British Antarctic Survey
Nunatak, a band made up of scientists stationed on Antarctica, sets up to rehearse for its July 7 Live Earth concert.
updated 6/14/2007 9:17:58 AM ET 2007-06-14T13:17:58

OK, so they're not rock stars. But scientists with the British Antarctic Survey will guarantee Al Gore's promise that the Live Earth concerts on July 7 will be performed on all 7 continents.

They'll be performing during the dead of winter at the Rothera Research Station. In fact, it'll be the first time anyone outside the station has heard the indie rock-folk band, Nunatak, play at all. (Nunatak, by the way, is a Greenlandic word that means an exposed summit of a ridge mountain or peak within an ice field or glacier.)

The band's live audience won't be very big, either. Just the 17 colleagues who are manning the station during the harsh Southern Hemisphere winter.

Going where no Antarcticans have gone before, the band will even dare to perform outside, on the ice. Temperatures could get chilly: -15 degrees Fahrenheit is not unlikely, and a wind chill would cool things off even more. Lighting conditions won't be optimal either: July is marked by twilight during most of the day.

Gore personally reached out to the band, not that he had many alternatives. "We were invited by former Vice President Gore, who has followed our research for some years and knows us," says BAS spokeswoman Linda Capper.

Flying in not an option
Live Earth organizers did originally explore the idea of flying in performers, but quickly dropped that when told the continent is pretty much inaccessible during the winter. Rothera, for example, only has a gravel runway for small planes and weather conditions that time of year would be dicey, to say the least.

The Live Earth concerts, held to raise awareness about climate change, will feature more than 100 of the world’s top musical acts with a concert on every continent.

Organizers expect 2 billion people worldwide will tune in via the Web at, as well as TV and radio.

The band of course hopes that all viewers will watch their show, video of which will be sent back to Britain via high-speed datalink.

The base itself is on the Antarctic Peninsula, the fastest warming region on Earth. Temperatures there have risen by 5 degrees F during the last 50 years. In 2002, a massive ice shelf collapsed in a matter of days, raising fears that other shelves could eventually crumble and hasten the flow of grounded ice into the ocean, thus raising sea levels and swamping coastal communities around the world.

Climate exposure
So what do the researchers have to say about the gig?
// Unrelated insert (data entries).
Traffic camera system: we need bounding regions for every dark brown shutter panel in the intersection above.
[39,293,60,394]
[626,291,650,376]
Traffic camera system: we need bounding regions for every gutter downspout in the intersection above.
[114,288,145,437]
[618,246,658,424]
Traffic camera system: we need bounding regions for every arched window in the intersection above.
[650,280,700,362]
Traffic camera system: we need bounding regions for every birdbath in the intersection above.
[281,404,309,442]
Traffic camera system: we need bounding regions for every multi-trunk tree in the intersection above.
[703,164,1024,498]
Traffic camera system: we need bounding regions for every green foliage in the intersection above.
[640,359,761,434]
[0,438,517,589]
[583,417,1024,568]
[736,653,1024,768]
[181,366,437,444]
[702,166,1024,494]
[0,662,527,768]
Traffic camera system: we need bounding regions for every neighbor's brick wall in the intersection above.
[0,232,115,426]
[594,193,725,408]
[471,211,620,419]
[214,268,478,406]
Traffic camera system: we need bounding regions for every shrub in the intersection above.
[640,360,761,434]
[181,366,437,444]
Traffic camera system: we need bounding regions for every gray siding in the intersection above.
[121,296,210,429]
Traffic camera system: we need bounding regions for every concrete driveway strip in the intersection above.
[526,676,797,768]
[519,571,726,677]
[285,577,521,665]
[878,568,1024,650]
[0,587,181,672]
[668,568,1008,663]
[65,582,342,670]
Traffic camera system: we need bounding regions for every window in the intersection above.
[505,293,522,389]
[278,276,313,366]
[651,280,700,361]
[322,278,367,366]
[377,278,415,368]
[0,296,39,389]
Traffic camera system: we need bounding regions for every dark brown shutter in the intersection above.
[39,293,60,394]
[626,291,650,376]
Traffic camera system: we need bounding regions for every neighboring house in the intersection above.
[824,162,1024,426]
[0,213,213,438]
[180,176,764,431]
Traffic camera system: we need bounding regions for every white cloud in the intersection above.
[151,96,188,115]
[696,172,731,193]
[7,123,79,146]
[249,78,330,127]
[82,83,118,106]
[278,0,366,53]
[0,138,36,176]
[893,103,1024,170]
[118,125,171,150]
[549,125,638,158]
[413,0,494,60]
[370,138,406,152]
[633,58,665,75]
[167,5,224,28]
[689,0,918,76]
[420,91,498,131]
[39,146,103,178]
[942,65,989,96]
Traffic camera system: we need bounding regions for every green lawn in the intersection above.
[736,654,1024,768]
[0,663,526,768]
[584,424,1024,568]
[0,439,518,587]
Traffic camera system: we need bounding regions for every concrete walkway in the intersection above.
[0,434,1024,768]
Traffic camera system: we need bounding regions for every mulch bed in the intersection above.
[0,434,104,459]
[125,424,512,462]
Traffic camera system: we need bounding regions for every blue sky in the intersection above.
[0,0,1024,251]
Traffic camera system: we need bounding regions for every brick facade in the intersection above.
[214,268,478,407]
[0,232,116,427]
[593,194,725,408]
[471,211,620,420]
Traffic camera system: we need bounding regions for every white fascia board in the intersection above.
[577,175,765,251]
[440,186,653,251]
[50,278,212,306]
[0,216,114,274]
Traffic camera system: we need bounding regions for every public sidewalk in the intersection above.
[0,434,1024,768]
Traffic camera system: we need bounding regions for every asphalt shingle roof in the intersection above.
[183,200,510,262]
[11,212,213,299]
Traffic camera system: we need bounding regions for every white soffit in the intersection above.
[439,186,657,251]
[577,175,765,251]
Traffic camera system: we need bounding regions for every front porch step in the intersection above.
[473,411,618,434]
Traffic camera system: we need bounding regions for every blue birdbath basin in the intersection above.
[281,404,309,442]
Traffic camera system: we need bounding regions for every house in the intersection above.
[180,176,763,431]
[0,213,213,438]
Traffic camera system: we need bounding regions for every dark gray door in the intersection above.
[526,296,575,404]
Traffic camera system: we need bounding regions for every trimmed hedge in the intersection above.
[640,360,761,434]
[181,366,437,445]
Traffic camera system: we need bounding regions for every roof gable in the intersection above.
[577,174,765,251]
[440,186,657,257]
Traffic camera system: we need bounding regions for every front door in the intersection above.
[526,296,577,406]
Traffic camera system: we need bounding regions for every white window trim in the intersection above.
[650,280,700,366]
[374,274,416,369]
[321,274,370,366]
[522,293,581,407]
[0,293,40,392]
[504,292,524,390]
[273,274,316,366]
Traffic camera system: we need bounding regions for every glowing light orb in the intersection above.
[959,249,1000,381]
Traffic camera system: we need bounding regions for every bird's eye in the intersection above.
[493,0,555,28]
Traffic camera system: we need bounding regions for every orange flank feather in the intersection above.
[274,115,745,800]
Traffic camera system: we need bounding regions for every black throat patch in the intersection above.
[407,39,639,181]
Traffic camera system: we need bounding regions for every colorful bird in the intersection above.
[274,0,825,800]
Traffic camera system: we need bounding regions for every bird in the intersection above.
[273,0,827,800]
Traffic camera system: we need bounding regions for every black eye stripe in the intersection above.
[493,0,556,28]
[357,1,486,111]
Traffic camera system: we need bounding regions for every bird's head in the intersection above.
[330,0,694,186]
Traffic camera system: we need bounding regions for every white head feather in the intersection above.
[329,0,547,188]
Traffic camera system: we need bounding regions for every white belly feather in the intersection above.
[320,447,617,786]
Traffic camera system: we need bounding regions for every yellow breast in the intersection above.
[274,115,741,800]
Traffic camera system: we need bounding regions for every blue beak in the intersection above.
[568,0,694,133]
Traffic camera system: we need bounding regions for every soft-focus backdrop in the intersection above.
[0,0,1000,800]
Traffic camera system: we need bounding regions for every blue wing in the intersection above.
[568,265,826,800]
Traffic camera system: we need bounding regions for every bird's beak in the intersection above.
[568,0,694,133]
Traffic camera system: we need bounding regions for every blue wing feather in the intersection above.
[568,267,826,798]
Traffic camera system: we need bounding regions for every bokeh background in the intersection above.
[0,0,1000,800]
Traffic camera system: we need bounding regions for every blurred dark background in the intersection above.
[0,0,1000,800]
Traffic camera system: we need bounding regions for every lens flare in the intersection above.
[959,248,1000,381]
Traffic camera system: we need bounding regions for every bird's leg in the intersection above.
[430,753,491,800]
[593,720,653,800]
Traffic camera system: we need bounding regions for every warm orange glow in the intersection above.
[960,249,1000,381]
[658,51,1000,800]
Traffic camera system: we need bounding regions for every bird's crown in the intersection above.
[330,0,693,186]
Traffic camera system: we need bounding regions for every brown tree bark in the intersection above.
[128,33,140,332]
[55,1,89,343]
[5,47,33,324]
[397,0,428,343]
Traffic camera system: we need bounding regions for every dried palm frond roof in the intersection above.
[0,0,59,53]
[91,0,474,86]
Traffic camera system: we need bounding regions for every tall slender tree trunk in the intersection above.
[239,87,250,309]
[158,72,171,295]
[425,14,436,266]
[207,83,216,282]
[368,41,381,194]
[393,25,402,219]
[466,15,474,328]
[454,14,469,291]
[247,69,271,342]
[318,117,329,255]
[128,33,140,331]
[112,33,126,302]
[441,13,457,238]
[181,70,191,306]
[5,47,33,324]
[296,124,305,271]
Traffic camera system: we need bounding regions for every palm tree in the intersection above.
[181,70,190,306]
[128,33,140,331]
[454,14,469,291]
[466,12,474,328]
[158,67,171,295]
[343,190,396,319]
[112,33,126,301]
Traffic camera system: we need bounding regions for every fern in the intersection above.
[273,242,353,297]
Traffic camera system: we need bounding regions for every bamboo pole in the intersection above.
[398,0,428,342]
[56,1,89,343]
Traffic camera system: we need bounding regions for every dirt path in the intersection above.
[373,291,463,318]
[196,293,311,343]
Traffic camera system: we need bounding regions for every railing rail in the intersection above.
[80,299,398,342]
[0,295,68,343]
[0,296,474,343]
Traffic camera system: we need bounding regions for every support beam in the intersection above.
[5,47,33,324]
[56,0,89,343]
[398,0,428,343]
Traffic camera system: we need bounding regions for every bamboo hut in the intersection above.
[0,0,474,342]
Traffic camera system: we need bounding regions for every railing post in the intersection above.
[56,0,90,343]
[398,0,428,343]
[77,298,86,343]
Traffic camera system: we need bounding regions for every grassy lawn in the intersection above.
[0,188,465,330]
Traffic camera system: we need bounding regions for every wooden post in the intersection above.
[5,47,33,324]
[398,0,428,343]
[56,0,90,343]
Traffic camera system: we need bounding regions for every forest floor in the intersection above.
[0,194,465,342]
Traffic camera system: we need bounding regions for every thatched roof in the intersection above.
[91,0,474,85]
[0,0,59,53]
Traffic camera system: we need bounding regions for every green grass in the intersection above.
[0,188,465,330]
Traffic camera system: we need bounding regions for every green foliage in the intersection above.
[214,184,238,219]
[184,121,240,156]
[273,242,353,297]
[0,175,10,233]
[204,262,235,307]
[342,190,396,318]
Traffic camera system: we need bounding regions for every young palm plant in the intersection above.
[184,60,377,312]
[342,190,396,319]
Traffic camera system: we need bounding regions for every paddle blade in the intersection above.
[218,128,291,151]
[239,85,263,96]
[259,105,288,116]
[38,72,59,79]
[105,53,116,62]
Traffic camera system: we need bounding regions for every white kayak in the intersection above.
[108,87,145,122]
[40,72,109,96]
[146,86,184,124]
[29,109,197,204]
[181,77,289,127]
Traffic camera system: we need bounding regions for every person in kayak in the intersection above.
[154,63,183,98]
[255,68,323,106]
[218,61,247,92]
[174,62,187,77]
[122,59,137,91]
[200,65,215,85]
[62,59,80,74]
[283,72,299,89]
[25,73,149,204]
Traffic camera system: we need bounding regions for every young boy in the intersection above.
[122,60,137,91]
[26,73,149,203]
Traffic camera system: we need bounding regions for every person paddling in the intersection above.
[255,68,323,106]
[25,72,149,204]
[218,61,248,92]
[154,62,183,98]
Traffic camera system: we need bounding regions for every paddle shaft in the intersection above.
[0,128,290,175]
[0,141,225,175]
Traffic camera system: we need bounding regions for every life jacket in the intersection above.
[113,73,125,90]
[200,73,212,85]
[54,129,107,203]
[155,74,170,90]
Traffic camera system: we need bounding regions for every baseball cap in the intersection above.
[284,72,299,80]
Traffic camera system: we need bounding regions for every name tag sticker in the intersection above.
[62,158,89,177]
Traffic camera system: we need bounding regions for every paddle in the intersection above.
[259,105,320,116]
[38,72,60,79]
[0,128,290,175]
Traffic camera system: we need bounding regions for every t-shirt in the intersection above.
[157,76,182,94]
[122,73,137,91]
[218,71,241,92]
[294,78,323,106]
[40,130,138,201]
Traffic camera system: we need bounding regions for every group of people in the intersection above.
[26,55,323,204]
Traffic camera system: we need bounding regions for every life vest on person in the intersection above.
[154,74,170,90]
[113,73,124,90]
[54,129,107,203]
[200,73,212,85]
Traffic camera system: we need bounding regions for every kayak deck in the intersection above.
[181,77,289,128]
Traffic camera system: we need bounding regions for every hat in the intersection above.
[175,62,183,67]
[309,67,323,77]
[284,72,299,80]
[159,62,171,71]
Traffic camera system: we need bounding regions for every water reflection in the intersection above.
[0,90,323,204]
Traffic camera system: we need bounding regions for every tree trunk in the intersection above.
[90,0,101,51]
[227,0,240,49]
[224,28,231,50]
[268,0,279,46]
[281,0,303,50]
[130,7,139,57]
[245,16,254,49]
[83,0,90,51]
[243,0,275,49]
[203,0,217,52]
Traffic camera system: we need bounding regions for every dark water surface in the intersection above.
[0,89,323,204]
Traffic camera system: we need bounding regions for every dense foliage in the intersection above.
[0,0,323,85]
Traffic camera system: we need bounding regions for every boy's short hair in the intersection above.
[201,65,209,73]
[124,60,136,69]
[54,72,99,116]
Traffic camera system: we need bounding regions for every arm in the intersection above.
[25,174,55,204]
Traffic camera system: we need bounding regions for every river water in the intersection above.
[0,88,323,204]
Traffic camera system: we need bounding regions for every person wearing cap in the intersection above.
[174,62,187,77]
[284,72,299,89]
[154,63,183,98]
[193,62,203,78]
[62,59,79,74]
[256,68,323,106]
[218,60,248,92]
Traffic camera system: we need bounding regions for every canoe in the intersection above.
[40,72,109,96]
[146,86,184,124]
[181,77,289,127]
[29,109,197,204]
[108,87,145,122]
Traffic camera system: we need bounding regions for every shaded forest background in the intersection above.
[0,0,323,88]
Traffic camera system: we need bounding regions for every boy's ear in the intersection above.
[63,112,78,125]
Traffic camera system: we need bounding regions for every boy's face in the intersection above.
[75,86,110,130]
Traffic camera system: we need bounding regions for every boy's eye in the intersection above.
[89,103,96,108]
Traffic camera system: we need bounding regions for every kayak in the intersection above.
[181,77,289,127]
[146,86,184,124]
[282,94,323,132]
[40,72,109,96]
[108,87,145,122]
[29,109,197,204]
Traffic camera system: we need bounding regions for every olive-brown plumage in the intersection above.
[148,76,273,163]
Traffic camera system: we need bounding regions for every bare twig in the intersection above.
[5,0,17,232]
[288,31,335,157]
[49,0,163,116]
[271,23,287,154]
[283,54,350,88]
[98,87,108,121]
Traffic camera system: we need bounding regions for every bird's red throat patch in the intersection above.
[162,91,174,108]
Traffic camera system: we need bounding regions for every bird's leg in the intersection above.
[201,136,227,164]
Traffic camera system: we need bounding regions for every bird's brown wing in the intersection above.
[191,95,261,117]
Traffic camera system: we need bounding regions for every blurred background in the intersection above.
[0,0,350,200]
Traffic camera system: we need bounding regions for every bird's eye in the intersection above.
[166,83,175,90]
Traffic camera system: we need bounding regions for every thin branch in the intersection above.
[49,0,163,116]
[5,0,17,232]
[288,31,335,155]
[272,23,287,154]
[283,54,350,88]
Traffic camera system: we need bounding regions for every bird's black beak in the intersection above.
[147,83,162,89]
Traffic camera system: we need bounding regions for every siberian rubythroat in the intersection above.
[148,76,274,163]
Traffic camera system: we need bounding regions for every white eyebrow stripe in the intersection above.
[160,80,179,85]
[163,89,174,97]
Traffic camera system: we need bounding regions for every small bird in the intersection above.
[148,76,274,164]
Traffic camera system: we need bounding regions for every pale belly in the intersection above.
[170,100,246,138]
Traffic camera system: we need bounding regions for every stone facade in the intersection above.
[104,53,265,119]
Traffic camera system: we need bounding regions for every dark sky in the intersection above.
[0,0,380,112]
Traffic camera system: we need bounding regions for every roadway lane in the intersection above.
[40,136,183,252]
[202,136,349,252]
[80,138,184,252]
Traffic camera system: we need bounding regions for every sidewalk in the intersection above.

"I can’t believe we’ve been invited to do this — it’s a fantastic opportunity to encourage people of the world to deal with climate change," lead singer Matt Balmer, a 22-year-old electronics engineer, said in a statement released by the BAS.

Other band members are a marine biologist (Ali Massey), a meteorologist (Rob Webster), a communications engineer (Tris Thorne) and a polar guide (Roger Stilwell).

"We expected to spend our Antarctic winter here at Rothera quietly getting on with our work and maybe performing at the occasional Saturday night party," Balmer added. "We could never have imagined taking part in a global concert."